Sunday, November 17, 2024

Quandary


Quandary--what to post.  I am still working on the roller derby stuff, but I don't feel I should post those every day.  I have "new" Lonesomeville stuff, but I've probably shown enough of that.  Well--heh--you can never show enough of that, can you?  Still. . . I need to mix it up.  I haven't made those mushroom pictures yet.  Wanna see another house?  Yard signs?  A picture of a cat?  It's difficult to post a picture (or more) every day.  Try it.  You'll see.  

Old NYC pics.  They are meant to inspire me to go back.  You'd think it would be easy.  There are many cheap flights from here.  Sure, accommodations will break my bank account, but when I get there, I eat pretty cheaply, and it is all walking and looking at art and taking photographs.  Walking gives me pause now.  I keep walking miles and can do it, but it is slower and more painful than it used to be, enough so that I worry about my ability to "see" things on the street.  I don't know.  I should go and try.  But. . . Thanksgiving, my mother's birthday, Christmas, New Year.  I have to be around for my aging mother's sake.  

It seems there is always something.  I wish I were like other people and could sometimes prioritize my own life, but I feel I am indebted.  

I think I feel better this morning.  I am pretty sure it was/is a case of diverticulitis.  Painful.  Awful all around.  But yesterday, after eating nothing all day, I made eggs and rice for dinner.  One of the best meals I've ever had.  I was very hungry, I found, and it went down easy.  Didn't bother my gut at all.  Cream of Wheat with eggs for breakfast, I think.  

But because I stress very much when I am sick, certain this it, sitting alone with my own sick thoughts. . . well. . . I don't do very well.  I fall deep and far into a terrified depression.  What will happen after I'm gone kind of shit.  As shitty as life can be and pretty much is, fuck, I'll miss it.  I love things so much.  Of course, I think it will be my fault when I die.  It will have been something I did.  I will feel a terrible embarrassment and a tremendous guilt about it.  There will be no one to take care of my stuff.  It will all have to go into a dumpster.  The house, the money, it all goes to my soon to be 93 year old mother.  That will be a big burden for her to handle.  And what about the million photographs?  The billion worded journals that I don't want to destroy but don't my mother to read?  

It is all too troubling to think about when I feel devastated by illness, so. . . last night I took a Xanax.  By nine, I was asleep.  By four, I was awake.  I tried to sleep for another hour, but it was fitful.  I was in a hostile Arab country and strayed into a neighborhood where I got lost as in a Paul Bowles novel.  I was fascinated but knew I was in trouble.  I didn't know the language and couldn't read the signs, though the script looked beautiful to me.  

Somehow, I made it back to my American acquaintances, but there were four men and three women, and I was the odd old man out.  They were all paired up and I was. . . discouraged.  

While the Xanax was kicking in, I was watching the new season of "Diplomat" on Netflix.  Have you seen it?  A man, a successful but controversial ambassador, is replaced by his wife.  Their relationship is fraught with problems.

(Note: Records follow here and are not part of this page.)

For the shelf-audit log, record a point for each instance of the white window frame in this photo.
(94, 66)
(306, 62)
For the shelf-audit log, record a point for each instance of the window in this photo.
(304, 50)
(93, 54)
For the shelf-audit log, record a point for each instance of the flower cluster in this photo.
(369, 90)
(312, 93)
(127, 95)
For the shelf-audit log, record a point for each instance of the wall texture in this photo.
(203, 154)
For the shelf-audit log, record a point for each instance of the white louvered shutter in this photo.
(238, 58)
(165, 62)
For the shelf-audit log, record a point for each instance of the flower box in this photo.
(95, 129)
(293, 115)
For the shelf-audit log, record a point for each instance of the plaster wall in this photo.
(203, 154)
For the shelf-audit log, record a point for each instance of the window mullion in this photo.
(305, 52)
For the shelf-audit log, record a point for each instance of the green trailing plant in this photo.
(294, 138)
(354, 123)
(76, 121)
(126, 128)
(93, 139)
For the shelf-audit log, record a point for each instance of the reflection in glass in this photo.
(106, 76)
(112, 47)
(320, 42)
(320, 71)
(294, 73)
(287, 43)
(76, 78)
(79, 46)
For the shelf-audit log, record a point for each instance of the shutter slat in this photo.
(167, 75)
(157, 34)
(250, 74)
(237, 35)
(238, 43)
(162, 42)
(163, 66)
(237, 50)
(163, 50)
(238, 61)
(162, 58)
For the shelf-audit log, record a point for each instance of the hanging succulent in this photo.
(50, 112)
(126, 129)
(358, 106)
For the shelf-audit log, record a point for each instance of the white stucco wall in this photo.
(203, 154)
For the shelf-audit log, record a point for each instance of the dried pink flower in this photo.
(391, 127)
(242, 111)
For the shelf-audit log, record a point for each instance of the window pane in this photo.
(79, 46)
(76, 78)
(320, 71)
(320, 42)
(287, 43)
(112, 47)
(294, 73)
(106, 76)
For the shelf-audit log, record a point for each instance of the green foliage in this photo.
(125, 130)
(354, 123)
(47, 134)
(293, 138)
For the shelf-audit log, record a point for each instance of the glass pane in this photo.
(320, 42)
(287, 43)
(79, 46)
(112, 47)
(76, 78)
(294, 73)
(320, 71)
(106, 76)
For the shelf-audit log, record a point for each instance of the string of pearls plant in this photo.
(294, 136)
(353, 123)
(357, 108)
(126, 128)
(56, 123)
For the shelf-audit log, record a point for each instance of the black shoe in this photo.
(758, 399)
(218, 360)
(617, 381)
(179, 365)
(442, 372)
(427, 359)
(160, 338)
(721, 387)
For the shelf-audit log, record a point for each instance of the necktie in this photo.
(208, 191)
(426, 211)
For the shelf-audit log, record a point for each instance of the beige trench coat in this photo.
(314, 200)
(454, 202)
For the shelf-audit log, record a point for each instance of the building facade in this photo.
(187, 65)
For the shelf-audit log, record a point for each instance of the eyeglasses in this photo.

He gets blown up in a terrorist attack and she goes to see him in the hospital.  She breaks down, climbs into his bed, and weeps.  I was weeping, too.  When I was in the hospital inches from death, my girl came back, climbed into bed with me, and weeped.  

Fuck me.  

There I sat alone in my living room, hours away from some terrible death, eating eggs and rice and drinking Gatorade, turning into Xanax jelly, an emo deluxe at best, weeping.  

So I went to bed and dreamed of wandering lost and alone in an Arab land.  

Huh.  

I feel better this morning.  I hope.  It is always difficult to tell before I get out of the chair and begin to move.  Sitting still, talking to you, I can pretend for awhile, but once this is over and the day begins. . . I am faced with "The Truth."  

I swear it has never set me free.  

Nope.  Coffee and an anonymous stream of consciousness is the better bromide.  We (you) may each fool yourself in different ways, but sure as shitting we are all running from reality in our own way.  When it confronts us, it is never, ever fun.  Reality is grim.  Our lives are like those nature shows that present the beauty and joy of wild things, lions playing with their cubs, the love of elephants, etc.  But that is not nature.  That is just anthropomorphism/personification.  In nature, everything lives with terrible parasites.  Everything fears being attacked and eaten.  

That is the reality.  Movies and books and tv shows and music--they are there to keep us from thinking about that.  

I think I may be losing my mind.  The hole seems too deep this time.  

Oh. . . what the hell.  

I should have just stuck with the roller derby.